Well, North Wilkesboro certainly is a throwback. It’s a short track, too. And at the beginning of its life, it was dirt. With NASCAR already leaning in all of those directions anyway, could NWS be transformed into the sport’s own dedicated dirt track on a permanent basis?
While many consider it a lost cause as time and nature have been unkind to the facility that mostly has been derelict since 1996, its owners apparently don’t. Marcus Smith — son of Speedway Motorsports Inc. CEO Bruton Smith and the company’s president — told Dale Earnhardt Jr. on his Dale Jr. Download podcast last week that he’s constantly considering ideas for the venerable old track.
Now, we’ve heard things like that before and it’s going to cost a lot of money to bring the track back to life no matter the approach, but bringing it back as a dirt track could prove to be a little more practical and resurrecting it would be pretty popular with the traditional fan base no matter what, all while giving a nod to the speedway’s roots.

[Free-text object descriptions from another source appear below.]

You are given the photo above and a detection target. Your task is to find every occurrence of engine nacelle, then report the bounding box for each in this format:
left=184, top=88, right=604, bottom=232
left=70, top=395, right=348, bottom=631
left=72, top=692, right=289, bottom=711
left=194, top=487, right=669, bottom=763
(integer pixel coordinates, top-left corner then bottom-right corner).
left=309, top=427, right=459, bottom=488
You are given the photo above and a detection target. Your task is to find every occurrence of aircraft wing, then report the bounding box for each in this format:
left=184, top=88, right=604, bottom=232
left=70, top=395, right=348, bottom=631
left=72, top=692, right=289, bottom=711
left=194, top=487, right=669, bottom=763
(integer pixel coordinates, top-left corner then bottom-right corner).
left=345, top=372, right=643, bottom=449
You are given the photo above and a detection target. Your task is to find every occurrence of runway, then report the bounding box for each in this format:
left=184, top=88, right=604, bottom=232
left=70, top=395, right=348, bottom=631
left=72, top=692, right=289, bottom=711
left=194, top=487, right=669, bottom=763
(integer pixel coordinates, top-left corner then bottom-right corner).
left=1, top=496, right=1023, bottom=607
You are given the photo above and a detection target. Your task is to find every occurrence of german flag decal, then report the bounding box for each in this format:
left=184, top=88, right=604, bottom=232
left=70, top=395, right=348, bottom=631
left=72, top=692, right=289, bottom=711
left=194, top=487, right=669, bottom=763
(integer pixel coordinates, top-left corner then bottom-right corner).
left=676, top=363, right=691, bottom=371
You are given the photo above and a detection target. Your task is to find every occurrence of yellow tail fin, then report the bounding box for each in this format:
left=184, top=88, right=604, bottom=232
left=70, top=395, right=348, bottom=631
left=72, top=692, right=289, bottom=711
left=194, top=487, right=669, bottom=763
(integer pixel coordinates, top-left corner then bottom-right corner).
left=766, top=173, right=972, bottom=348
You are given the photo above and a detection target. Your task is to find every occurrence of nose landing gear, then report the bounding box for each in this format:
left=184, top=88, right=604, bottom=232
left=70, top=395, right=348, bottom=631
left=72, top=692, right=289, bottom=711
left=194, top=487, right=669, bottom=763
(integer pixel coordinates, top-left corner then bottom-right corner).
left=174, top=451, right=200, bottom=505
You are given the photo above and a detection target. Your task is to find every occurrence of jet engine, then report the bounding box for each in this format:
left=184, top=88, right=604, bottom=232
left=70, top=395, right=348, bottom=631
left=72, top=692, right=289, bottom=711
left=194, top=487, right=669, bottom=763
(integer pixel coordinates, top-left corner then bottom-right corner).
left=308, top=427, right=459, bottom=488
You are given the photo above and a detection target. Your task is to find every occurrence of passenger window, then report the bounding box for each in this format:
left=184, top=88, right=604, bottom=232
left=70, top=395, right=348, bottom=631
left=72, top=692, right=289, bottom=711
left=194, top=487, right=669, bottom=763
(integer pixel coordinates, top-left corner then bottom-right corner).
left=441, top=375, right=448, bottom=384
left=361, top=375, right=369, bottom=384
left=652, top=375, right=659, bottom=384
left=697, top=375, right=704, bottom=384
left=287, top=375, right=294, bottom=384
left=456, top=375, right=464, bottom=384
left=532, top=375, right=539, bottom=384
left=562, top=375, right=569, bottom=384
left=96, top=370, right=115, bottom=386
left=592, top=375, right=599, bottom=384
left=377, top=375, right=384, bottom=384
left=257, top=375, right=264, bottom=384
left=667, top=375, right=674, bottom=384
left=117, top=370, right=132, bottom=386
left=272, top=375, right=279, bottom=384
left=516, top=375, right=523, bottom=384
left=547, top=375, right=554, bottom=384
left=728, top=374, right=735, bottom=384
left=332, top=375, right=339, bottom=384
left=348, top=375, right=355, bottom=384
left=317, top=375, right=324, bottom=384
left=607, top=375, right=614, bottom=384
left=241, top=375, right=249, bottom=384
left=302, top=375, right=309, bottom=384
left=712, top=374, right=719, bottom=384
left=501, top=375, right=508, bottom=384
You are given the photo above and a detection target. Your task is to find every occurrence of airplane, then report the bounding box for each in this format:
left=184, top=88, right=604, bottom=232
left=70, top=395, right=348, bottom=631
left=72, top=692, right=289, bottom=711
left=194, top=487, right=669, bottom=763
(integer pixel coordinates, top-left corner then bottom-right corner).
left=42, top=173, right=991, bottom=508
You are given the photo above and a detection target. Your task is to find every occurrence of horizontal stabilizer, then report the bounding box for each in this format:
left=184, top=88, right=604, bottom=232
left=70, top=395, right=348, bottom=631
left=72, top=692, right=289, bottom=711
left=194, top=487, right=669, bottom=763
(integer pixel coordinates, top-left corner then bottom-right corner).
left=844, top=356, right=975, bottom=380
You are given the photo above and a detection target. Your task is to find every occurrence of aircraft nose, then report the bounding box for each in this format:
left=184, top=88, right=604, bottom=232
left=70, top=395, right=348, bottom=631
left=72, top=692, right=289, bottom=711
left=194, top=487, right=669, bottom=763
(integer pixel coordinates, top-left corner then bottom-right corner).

North Wilkesboro was dirt from the time it was built in 1946 and opened the following year — before NASCAR was even founded — up until the second half of 1957 when it was paved. The track hosted modified races its first two years before playing host to the first ever Cup season finale in 1949, when the series was known as the Strictly Stock division. Bob Flock won the race and Red Byron received the championship trophy.
After again hosting one Cup race in 1950, NWS from that point on was the site of two races for NASCAR’s top division in every season except 1956 up until the track was abandoned at the end of 1996.
Speedway Motorsports and partner Bob Bahre each purchased 50% stakes in the track in 1995 and 1996, then used their new ownership to strip North Wilkesboro of its two Cup race dates and give them to SMI’s new Texas track and Bahre’s New Hampshire oval, marking its second date on the schedule.
The moves essentially turned out to be as ridiculous as they sound to any diehard NASCAR fan.
New Hampshire lost one of its two races after 2017 and Texas is like SMI’s own version of the Lost Cause, an incessantly hyped venue with a boisterous track president in Eddie Gossage, yet a facility that produces less-than-exciting competition and does so in a part of the country that doesn’t really care that much about racing, anyway.
NASCAR already has affirmed its commitment to continue on dirt with a renewal for the Bristol dirt experiment for 2022 announced even before last month’s race concluded. At some point, though, it will become too expensive and too tedious for SMI to want to convert its most popular track from concrete to dirt every season.
That’s where a place like North Wilkesboro Speedway could come in.
For a one-time expense, albeit large, the 5/8-mile oval with its signature downhill frontstretch and uphill backstretch could be NASCAR’s signature, exclusive dirt track. With a race date taken from Texas just for good measure, that would instantly be a hot ticket to grab and likely would continue to be so as the product of heavy stock cars on red clay is annually improved.
All the while, it’d be a great move of goodwill for race fans and those of us who live in the foothills of North Carolina who could once more admire our home-gown NASCAR track.
Bruton Smith needed extra security for the last Cup race at North Wilkesboro in 1996, but Marcus Smith could receive a warm welcome if he brings a plan like this to fruition.